BRASÍLIA - Uma apoiadora do presidente Jair Bolsonaro que o aguardava em frente ao Palácio da Alvorada na noite desta segunda-feira, 8, recebeu a promessa de que será recebida pelo Ministério da Saúde após informar que conversa com Deus desde os seis anos de idade e sabe como curar o novo coronavírus. A mulher disse que está disposta a servir de cobaia para comprovar que possui a cura da doença que já matou 397.380 pessoas no mundo e tem mobilizado cientistas de todo planeta. 

“Eu trouxe a cura do coronavírus e eu coloco a minha vida à disposição. Tenho 38 anos, sou mãe de três filhos, eu não estou aqui para brincadeira. Deus fala comigo desde os seis anos. Deus quer mudar esse País. Deus quer te exaltar na presença de todos os povos e nações. Não preciso que acredite em mim. Preciso que ponha a prova. Podem injetar o vírus em mim. Eu assumo todas as responsabilidades. Eu trouxe comigo. E é tão natural, é tão perfeita, é tão mágico, é tão natural, é tão de Deus que o povo vai dizer que é impossível”, afirmou a mulher.

Após ouvir o relato, Bolsonaro afirmou: “Eu te arranjo amanhã para a senhora conversar lá, alguém para conversar com a senhora no Ministério da Saúde. Pode ser?”

A mulher informou ao presidente que a cura milagrosa pode vir do alho cru. “Sabia que quando a pessoa usa um dente de alho cru por dia aumenta a imunidade? Por quê? Porque é rico em enxofre. O enxofre mata o coronavírus”, garantiu.

O presidente então pediu que ela entre em contato com sua assessoria. “Deixa o telefone com alguém aqui, anota”, determinou Bolsonaro. 

O site do Ministério da Saúde classifica de fake news a informação que relacionava o alho à cura da doença. “Coronavírus pode ser curado com tigela de água de alho recém-fervida - É FAKE NEWS!”, informa a página oficial do ministério. 

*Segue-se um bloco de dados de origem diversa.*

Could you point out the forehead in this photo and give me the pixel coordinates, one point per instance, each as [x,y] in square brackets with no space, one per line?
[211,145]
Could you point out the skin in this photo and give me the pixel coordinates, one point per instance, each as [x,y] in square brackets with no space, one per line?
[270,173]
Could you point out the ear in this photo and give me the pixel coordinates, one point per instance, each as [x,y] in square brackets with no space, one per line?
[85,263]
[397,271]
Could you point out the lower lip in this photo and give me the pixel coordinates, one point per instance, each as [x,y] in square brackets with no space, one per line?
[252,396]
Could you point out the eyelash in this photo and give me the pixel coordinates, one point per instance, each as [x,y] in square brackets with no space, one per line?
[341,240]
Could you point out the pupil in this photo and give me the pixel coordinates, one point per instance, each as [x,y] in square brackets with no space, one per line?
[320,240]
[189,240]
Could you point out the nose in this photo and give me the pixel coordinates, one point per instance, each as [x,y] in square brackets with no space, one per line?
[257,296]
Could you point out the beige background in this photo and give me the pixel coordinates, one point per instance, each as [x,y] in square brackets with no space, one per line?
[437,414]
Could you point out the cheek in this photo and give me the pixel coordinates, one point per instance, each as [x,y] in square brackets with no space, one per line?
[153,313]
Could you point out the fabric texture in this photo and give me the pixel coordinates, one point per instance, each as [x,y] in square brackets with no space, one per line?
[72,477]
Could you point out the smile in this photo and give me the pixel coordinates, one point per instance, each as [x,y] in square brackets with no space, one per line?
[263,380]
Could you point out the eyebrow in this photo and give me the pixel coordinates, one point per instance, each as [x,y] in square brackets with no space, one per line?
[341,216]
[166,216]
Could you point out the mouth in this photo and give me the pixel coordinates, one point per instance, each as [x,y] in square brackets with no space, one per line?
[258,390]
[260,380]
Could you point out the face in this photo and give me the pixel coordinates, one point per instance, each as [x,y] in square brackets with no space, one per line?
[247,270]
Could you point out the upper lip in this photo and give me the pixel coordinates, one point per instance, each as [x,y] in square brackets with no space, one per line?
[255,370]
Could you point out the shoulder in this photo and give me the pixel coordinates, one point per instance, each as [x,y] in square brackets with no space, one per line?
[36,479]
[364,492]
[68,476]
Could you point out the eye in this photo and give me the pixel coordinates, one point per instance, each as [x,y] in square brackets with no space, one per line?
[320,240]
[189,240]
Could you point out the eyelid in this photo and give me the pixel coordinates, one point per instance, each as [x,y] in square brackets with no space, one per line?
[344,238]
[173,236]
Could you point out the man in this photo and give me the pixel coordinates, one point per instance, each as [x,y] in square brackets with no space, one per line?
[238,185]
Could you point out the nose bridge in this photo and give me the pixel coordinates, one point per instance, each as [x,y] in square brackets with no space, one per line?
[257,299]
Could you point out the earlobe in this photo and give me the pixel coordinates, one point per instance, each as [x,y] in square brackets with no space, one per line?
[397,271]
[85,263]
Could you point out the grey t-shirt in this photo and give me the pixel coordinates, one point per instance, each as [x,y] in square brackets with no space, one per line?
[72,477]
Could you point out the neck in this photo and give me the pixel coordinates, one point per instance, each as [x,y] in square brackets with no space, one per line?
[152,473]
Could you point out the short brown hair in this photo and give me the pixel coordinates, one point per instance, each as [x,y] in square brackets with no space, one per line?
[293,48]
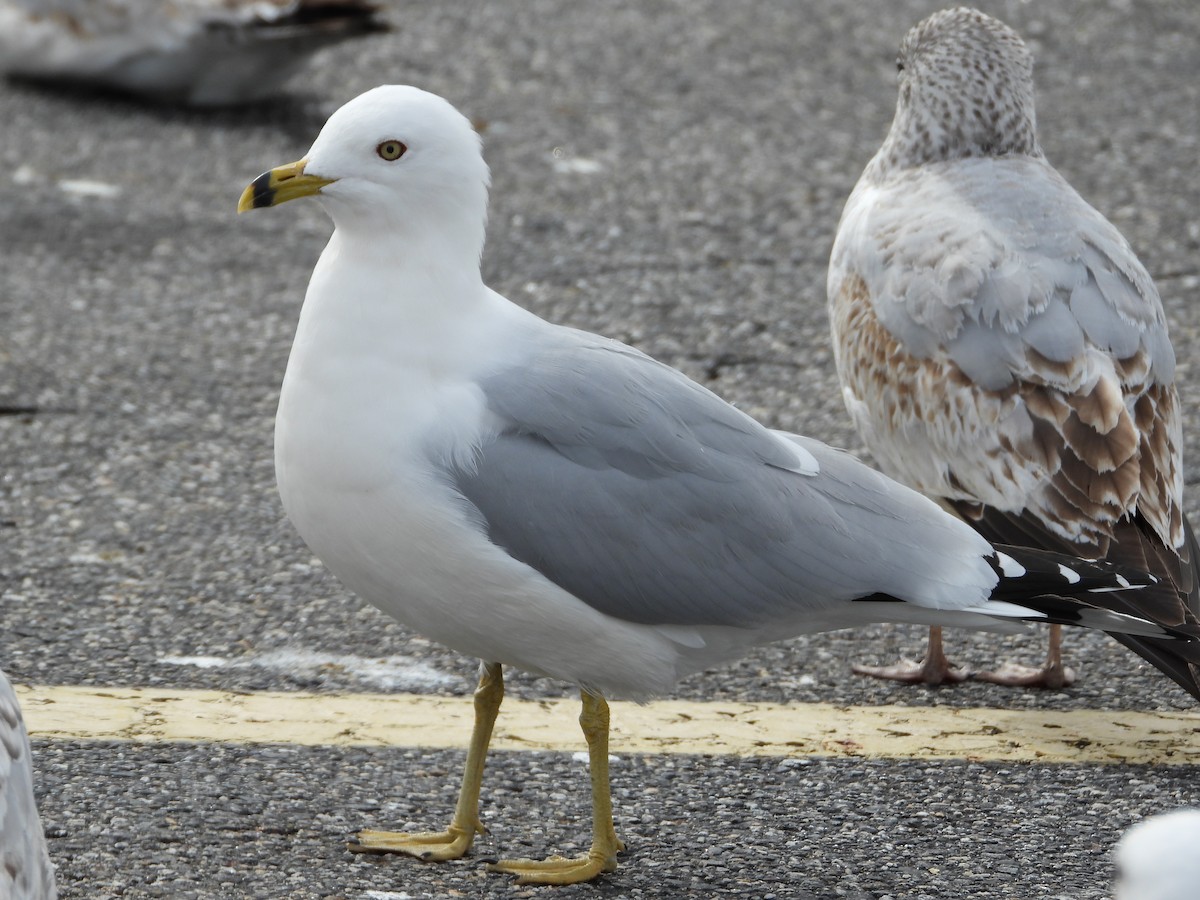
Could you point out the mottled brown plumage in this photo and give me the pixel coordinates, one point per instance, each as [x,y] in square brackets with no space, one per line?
[1000,346]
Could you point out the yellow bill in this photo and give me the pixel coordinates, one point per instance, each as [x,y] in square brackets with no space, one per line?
[280,185]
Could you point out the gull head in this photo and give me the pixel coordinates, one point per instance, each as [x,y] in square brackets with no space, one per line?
[395,159]
[1157,858]
[966,89]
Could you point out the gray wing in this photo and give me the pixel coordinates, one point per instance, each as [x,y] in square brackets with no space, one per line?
[25,870]
[655,502]
[999,342]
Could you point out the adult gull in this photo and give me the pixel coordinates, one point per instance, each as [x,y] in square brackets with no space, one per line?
[199,53]
[1000,346]
[1157,858]
[545,498]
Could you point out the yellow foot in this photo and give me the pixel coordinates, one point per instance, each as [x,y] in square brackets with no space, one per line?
[431,846]
[1015,676]
[559,870]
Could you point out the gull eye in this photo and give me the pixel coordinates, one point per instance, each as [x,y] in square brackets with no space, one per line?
[391,150]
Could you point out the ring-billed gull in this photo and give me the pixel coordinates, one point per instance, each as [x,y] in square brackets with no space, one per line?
[1001,348]
[195,52]
[25,869]
[543,497]
[1157,858]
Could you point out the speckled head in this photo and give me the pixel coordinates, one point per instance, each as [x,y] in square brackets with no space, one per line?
[966,89]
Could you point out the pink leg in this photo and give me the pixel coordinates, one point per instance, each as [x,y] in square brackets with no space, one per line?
[1053,676]
[935,669]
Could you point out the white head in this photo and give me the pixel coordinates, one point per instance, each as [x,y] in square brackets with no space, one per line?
[1158,858]
[395,163]
[966,89]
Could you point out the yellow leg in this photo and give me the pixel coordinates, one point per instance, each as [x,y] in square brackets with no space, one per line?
[456,840]
[605,844]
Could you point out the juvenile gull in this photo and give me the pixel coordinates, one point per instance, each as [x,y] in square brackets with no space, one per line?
[1001,348]
[193,52]
[545,498]
[25,869]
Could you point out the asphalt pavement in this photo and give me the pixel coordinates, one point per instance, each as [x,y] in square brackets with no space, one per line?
[670,174]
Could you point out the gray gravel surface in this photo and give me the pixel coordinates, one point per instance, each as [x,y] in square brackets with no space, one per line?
[670,174]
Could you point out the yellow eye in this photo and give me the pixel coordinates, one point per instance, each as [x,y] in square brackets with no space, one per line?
[391,150]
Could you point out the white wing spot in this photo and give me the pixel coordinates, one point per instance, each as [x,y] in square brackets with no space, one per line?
[1071,575]
[1009,567]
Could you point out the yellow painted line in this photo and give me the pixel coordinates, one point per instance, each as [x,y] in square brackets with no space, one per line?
[147,714]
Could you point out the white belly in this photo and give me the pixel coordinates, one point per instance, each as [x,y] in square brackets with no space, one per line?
[381,513]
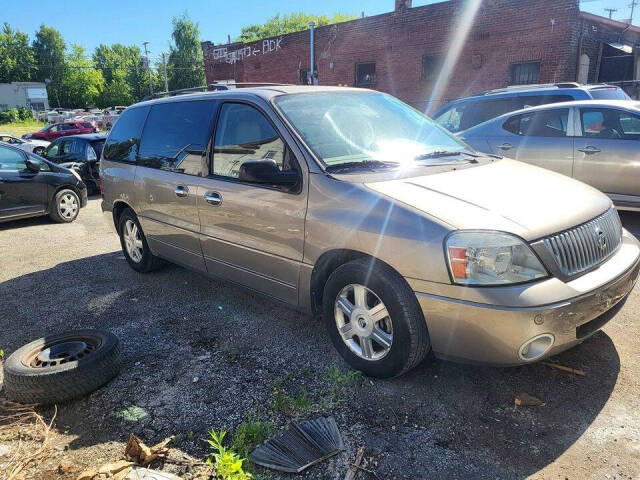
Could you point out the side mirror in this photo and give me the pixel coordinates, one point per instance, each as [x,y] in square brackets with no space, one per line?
[267,172]
[32,165]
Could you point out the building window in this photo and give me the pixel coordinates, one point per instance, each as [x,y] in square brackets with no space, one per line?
[524,73]
[365,74]
[431,65]
[305,78]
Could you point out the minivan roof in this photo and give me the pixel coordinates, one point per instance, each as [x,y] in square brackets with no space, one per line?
[263,92]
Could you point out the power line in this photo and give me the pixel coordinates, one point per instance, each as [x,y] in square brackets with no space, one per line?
[611,11]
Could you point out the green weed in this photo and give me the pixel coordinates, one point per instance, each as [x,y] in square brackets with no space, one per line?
[228,464]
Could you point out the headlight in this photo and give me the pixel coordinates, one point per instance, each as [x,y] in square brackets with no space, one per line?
[76,174]
[491,258]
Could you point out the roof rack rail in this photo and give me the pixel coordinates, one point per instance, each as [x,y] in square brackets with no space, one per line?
[212,87]
[515,88]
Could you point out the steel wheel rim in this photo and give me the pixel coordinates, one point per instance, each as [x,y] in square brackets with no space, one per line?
[60,352]
[68,206]
[133,241]
[363,322]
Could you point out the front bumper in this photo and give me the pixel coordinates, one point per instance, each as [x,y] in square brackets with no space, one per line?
[472,331]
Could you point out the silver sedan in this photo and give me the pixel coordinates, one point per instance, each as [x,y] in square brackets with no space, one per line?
[596,142]
[27,145]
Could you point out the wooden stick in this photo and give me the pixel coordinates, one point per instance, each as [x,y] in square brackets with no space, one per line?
[557,366]
[353,468]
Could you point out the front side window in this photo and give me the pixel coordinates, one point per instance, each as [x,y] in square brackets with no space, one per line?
[451,119]
[610,124]
[243,133]
[53,149]
[524,73]
[365,74]
[121,146]
[11,160]
[354,128]
[486,110]
[175,136]
[540,124]
[44,166]
[66,147]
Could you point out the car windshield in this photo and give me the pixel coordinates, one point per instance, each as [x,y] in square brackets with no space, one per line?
[97,147]
[609,93]
[364,128]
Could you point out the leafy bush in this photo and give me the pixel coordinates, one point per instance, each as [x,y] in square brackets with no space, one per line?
[250,434]
[10,116]
[14,115]
[25,114]
[228,463]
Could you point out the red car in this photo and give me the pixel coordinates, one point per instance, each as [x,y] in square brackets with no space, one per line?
[55,130]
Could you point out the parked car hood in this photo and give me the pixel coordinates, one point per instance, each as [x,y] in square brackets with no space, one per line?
[504,195]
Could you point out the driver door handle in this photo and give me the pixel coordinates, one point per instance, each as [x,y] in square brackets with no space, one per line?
[213,198]
[181,191]
[589,150]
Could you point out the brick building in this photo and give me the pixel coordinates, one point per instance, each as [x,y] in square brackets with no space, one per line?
[403,52]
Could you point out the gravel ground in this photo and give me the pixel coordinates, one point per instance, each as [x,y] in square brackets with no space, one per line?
[201,354]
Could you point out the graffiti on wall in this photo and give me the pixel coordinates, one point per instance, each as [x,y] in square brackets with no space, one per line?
[223,54]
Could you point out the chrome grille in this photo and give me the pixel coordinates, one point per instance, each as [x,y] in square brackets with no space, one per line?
[580,248]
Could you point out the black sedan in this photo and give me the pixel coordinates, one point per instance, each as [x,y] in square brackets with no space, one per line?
[80,153]
[31,186]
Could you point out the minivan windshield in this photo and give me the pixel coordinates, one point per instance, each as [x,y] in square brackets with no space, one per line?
[365,128]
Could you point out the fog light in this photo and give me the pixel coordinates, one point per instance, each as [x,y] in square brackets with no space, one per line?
[535,347]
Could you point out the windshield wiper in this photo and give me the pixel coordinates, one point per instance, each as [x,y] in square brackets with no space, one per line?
[370,164]
[445,153]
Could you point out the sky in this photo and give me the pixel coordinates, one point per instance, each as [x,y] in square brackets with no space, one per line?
[134,21]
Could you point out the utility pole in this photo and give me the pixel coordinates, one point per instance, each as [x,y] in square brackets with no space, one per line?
[632,5]
[146,54]
[164,67]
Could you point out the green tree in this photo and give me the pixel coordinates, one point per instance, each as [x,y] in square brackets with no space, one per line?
[48,50]
[185,67]
[126,81]
[81,83]
[16,56]
[283,24]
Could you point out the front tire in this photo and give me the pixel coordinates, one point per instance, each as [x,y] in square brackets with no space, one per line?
[374,319]
[134,244]
[66,206]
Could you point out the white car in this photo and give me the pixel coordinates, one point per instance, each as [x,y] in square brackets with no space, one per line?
[32,146]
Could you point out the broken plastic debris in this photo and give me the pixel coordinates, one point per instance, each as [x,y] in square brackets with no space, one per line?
[131,414]
[523,399]
[137,451]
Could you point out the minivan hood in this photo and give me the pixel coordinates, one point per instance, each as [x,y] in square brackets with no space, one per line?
[504,195]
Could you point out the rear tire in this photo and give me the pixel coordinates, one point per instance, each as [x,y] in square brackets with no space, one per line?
[134,244]
[385,333]
[61,367]
[65,207]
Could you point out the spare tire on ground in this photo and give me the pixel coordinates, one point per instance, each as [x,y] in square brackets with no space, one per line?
[61,367]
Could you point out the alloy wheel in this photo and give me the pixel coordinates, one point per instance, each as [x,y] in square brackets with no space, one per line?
[68,206]
[363,322]
[133,241]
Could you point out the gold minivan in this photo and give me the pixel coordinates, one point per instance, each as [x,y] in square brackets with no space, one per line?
[349,204]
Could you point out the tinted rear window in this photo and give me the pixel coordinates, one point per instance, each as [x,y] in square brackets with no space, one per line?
[170,129]
[121,146]
[608,94]
[97,146]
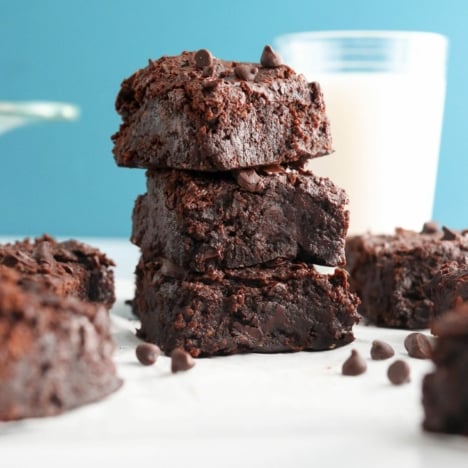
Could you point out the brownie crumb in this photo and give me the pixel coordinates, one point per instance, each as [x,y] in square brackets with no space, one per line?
[181,360]
[354,365]
[381,350]
[398,372]
[418,345]
[147,353]
[270,58]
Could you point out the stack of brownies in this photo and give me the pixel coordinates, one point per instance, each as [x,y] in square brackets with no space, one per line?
[232,225]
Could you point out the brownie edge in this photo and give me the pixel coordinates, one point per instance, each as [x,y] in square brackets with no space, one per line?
[282,306]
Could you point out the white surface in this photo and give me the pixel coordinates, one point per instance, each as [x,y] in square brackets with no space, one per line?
[284,410]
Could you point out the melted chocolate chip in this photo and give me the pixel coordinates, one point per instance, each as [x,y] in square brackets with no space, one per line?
[249,180]
[418,345]
[181,360]
[270,59]
[381,350]
[354,365]
[398,372]
[449,234]
[430,227]
[203,58]
[147,353]
[246,72]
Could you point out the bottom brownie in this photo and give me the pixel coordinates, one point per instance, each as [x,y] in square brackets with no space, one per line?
[445,391]
[391,273]
[449,287]
[55,353]
[282,306]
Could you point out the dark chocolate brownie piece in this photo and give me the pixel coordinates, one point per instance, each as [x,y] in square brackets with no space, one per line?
[55,353]
[449,287]
[65,268]
[282,306]
[211,116]
[445,391]
[206,220]
[391,273]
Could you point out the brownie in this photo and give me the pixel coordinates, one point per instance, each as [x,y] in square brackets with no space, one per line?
[449,287]
[215,115]
[391,273]
[445,390]
[65,268]
[56,352]
[275,307]
[206,220]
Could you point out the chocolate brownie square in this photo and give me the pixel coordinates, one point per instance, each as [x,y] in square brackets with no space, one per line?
[391,273]
[194,111]
[281,306]
[64,268]
[56,352]
[205,220]
[445,391]
[449,287]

Nem para gripe o alho é considerado um remédio. O site colaborativo Cochrane, voltado para investigação em medicina, aponta que não há comprovação de que o alho possa prevenir resfriados, embora tenha "discreta" ação anti-inflamatória e contra micro-organismos.

Quase todas as noites, o presidente para o carro em frente à residência oficial para conversar com poucos apoiadores que o aguardam. Em geral, ouve elogios ao governo, ataques à cobertura da imprensa e alguns pedidos específicos. Nesta segunda, um dos apoiadores queria conversar com o presidente sobre estande de tiros. Bolsonaro afirmou que, desta vez, estava ocupado.

O presidente tem se posicionado contra medidas recomendadas pelas autoridades mundiais de saúde para combater a covid-19, que ele já chamou de “gripezinha”. Sobre o número crescente de mortes, costuma dizer que é o destino de todos e que não é coveiro.

Desde a saída de Nelson Teich do Ministério da Saúde, Bolsonaro tem comandando a pasta ele mesmo. As ordens são dadas ao ministro interino, o general Eduardo Pazuello, que as cumpre sem questionamentos. Partiu do presidente, por exemplo, a determinação para que o Ministério da Saúde liberasse a cloroquina como remédio para tratar casos leves da doença. Por não ter comprovação científica, a ação foi recusada por dois ministros da saúde médicos que preferiram pedir demissão a validar essa iniciativa. O atual ministro interino não se negou.

Na gestão de Pazuello, dados sobre o número de mortos passaram a ser omitidos e a divulgação atrasada. Ao comentar o assunto, Bolsonaro não deixou dúvidas sobre o propósito: “Não vai ter Jornal Nacional”. O JN, da TV Globo, é o telejornal de maior audiência do País. O Estadão revelou nesta segunda que partiu do presidente a ordem para que a pasta maquiasse os dados de forma a que não ultrapassem as mil mortes por dia. O ministério disse que a decisão de atrasar a divulgação, já revogada, foi técnica.